6. Yargıtay Ceza Genel Kurulunun 29.06.2022 tarihli ve 2021/(Kapatılan)14-96 Esas, 2022/500 Karar sayılı kararı ile Ardahan Ağır Ceza Mahkemesinin, 21.11.2019 tarihli ve 2019/209 Esas, 2019/266 Karar sayılı kararının “Yerel Mahkemenin direnme kararına konu hükmünün, sanığın eylemlerinin 5237 sayılı Kanun’un 103 üncü maddesinin birinci fıkrasının ikinci cümlesi kapsamında kalan sarkıntılık suretiyle çocuğun basit cinsel istismarı suçunu oluşturduğunun gözetilmemesi isabetsizliğinden bozulmasına, dosyanın, mahalline gönderilmek üzere Yargıtay Cumhuriyet Başsavcılığına tevdine karar vermiştir.

7. Ardahan Ağır Ceza Mahkemesinin, 24.01.2023 tarihli ve 2022/189 Esas, 2023/22 Karar sayılı kararı ile sanık hakkında sarkıntılık, çocuğun cinsel istismarı suçundan, 5237 sayılı Kanun’un 103 üncü maddesinin birinci fıkrasının ikinci cümlesi ve 53 üncü maddesi uyarınca 5 yıl hapis cezası ile cezalandırılmasına ve hak yoksunluklarına karar verilmiştir.

II. TEMYİZ SEBEPLERİ
A. Sanık Müdafiinin Temyiz İstemi
5237 sayılı Kanun’un 62 nci maddesinin uygulanması ve şikâyet söz konusu olmadığına, mağdurenin yaşının cezaya etkisi olup tam olarak tespit edilmesi gerektiğine ilişkindir.

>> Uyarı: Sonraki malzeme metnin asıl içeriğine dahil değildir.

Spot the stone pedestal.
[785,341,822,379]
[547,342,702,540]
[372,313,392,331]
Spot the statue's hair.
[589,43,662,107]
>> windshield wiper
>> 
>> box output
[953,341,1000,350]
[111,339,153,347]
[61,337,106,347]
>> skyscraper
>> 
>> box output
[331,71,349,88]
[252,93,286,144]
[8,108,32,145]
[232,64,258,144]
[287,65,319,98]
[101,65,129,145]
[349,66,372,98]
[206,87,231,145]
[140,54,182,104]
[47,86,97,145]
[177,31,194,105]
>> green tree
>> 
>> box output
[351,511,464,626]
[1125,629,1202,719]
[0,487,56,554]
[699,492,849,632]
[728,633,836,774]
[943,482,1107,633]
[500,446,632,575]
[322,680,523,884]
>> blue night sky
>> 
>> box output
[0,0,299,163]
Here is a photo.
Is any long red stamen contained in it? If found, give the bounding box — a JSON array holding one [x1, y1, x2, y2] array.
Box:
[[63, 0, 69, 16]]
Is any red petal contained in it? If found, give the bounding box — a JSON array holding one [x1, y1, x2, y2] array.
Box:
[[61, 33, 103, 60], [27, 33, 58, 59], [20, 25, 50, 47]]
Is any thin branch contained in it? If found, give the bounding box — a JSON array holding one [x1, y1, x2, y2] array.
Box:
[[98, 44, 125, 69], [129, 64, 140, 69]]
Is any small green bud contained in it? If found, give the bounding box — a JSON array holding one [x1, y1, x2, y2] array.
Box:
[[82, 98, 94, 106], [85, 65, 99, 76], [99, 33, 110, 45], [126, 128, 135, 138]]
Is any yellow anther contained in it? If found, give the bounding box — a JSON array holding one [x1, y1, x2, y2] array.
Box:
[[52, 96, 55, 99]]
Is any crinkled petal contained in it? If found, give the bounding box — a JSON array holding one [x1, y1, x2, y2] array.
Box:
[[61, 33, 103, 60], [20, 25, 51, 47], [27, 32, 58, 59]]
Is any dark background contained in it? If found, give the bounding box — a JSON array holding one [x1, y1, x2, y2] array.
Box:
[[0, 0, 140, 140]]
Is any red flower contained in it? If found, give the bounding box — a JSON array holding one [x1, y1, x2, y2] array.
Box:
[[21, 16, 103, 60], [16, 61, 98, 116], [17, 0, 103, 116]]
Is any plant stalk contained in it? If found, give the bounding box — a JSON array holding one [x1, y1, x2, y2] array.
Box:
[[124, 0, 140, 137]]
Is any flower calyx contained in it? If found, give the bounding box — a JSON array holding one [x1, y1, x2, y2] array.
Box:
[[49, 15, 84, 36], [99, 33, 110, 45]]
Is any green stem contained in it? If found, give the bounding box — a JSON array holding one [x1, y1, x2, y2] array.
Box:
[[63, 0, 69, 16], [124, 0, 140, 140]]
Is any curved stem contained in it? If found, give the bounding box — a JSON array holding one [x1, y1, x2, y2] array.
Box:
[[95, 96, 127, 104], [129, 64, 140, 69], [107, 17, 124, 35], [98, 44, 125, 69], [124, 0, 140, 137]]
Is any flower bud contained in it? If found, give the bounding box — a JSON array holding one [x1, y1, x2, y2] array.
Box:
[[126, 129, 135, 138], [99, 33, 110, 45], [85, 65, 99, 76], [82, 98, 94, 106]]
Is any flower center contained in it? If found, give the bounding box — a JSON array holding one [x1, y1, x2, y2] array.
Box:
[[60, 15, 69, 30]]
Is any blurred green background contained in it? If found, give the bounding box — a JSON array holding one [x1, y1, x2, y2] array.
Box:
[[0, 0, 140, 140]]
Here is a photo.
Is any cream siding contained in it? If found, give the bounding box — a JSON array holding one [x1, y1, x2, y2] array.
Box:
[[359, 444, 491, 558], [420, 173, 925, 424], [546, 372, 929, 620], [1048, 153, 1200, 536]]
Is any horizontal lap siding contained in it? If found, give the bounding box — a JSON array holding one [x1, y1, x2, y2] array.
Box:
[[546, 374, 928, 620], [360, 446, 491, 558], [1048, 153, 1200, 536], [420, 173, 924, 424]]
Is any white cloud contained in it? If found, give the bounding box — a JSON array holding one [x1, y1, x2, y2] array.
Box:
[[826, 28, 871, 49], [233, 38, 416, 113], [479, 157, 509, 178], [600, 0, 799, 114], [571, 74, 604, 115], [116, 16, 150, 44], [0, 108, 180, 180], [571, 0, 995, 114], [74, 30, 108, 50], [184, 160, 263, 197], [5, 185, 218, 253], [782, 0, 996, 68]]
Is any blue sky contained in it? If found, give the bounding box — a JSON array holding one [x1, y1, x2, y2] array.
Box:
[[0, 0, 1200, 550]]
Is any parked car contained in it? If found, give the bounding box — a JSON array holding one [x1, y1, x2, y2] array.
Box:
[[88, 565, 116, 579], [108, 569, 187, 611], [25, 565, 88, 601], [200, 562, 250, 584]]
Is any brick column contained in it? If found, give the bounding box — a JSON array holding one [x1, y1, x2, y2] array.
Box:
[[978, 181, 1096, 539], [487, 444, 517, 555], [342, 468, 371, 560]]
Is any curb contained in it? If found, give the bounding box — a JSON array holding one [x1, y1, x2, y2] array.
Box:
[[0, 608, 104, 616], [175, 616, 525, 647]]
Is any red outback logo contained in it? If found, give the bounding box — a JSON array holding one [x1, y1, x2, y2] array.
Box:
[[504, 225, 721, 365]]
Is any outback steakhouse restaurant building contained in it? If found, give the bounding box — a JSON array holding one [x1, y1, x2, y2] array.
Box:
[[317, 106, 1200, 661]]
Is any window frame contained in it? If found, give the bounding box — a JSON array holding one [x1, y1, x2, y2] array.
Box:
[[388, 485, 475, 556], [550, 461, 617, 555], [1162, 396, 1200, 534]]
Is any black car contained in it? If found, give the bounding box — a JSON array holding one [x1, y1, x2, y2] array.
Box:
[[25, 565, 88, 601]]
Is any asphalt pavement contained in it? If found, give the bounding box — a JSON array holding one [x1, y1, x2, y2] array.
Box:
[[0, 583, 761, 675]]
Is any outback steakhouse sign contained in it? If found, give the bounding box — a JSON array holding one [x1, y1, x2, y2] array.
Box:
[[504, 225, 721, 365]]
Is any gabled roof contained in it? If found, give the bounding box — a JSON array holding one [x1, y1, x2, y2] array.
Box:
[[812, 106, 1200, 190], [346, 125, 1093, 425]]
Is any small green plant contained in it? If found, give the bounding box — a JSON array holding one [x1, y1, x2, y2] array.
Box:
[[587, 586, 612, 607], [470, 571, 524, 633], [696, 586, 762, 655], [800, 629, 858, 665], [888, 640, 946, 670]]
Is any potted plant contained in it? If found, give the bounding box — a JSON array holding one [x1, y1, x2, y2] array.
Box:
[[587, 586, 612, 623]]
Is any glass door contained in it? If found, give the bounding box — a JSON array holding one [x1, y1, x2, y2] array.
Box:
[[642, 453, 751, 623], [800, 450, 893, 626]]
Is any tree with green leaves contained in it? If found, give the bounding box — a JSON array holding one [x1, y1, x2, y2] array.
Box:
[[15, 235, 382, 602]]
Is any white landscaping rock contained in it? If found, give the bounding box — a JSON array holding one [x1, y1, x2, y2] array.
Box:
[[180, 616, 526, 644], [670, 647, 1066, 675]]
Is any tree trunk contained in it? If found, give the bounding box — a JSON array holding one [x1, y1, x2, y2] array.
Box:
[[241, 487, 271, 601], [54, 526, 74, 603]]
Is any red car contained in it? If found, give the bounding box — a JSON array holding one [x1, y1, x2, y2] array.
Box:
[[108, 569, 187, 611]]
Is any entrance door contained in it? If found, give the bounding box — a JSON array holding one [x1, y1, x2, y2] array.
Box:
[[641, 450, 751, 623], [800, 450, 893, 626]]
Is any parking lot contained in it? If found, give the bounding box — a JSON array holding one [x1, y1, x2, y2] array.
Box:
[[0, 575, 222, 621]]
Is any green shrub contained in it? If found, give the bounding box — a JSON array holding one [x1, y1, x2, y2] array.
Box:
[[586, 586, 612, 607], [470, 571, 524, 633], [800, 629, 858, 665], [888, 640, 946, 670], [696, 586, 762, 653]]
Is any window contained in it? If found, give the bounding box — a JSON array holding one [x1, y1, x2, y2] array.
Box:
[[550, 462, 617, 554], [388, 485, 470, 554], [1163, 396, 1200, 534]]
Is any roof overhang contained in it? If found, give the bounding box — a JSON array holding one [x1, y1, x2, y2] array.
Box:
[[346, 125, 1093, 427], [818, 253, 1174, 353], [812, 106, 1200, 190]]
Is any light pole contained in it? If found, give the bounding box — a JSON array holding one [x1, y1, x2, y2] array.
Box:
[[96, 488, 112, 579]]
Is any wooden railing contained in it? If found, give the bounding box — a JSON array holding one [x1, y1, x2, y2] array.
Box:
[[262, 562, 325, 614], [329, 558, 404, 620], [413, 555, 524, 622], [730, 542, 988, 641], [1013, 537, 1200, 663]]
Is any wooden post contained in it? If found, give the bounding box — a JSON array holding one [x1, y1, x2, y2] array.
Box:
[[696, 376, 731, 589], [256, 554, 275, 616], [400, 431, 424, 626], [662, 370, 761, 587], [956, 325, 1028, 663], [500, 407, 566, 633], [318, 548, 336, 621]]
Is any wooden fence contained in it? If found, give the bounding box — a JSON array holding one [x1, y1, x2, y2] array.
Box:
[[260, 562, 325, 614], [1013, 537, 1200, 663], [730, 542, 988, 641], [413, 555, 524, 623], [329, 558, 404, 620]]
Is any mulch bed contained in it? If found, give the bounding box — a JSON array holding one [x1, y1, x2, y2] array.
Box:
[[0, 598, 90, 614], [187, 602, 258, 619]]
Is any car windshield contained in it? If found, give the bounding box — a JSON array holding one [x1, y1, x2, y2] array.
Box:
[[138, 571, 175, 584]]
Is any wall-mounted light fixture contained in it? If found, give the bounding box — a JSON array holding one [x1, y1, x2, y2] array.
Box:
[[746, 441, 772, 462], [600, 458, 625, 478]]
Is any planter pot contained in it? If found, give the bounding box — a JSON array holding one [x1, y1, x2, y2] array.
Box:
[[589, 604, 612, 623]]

B. Katılan Bakanlık Vekilinin Temyiz istemi
Üst sınırdan ceza verilmesi ve katılan Bakanlık lehine vekalet ücretine hükmedilmesi gerektiğine ilişkindir.

III. OLAY VE OLGULAR
Sanık …’nün olay günü işyerinde, her iki eli ile mağdurenin yüzünün iki yanından tutarak durdurduğu ve alnından öpüp sarıldığı, sarılmaya devam ederken sol eli ile çocuğun sırtına hafif şekilde vurduğu, sağ eli ile de çocuğun yüzünü sever şekilde okşayarak çocuğun başını göğsüne yasladığı, işyeri sahibi Ufuk’un dışarı çıkmasının ardından sanığın sarılmakta olduğu mağdurenin sağ eli ile çenesinin altından tutup dudağı dudağına gelecek şekilde bir kez öptüğü, daha sonra sağ eli mağdurenin sol göğsünü tutarak aşağı ve yukarı doğru salladığı dosya kapsamından anlaşılmıştır.

IV. GEREKÇE
Sanığın aşamalarda alınan savunmaları, mağdure beyanları, kolluk görevlileri tarafından düzenlenen tutanaklar, mağdureye ait raporlar, olay yerini gösterir CD görüntüleri toplanan diğer deliller ve tüm dosya kapsamı birlikte değerlendirildiğinde; sanığın mağdureye sarılması, alnından öpmesi, başını göğsüne yaslaması, dudak hizasından öpmesi ve daha sonra sağ eli mağdurenin sol göğsünü tutarak aşağı ve yukarı doğru sallaması şeklinde gerçekleşen eylemin sarkıntılık düzeyinde kaldığı anlaşılmış olup, yargılama sürecindeki işlemlerin usul ve kanuna uygun olarak yapıldığı, aşamalarda ileri sürülen iddia ve savunmaların toplanan tüm delillerle birlikte gerekçeli kararda gösterilip tartışıldığı, eylemin sanık tarafından gerçekleştirildiğinin saptandığı, vicdani kanının dosya içindeki belge ve bilgilerle uyumlu olarak kesin verilere dayandırıldığı, eyleme uyan suç vasfı ve yaptırımın doğru biçimde belirlendiği anlaşıldığından, hükümde hukuka aykırılık görülmemiştir.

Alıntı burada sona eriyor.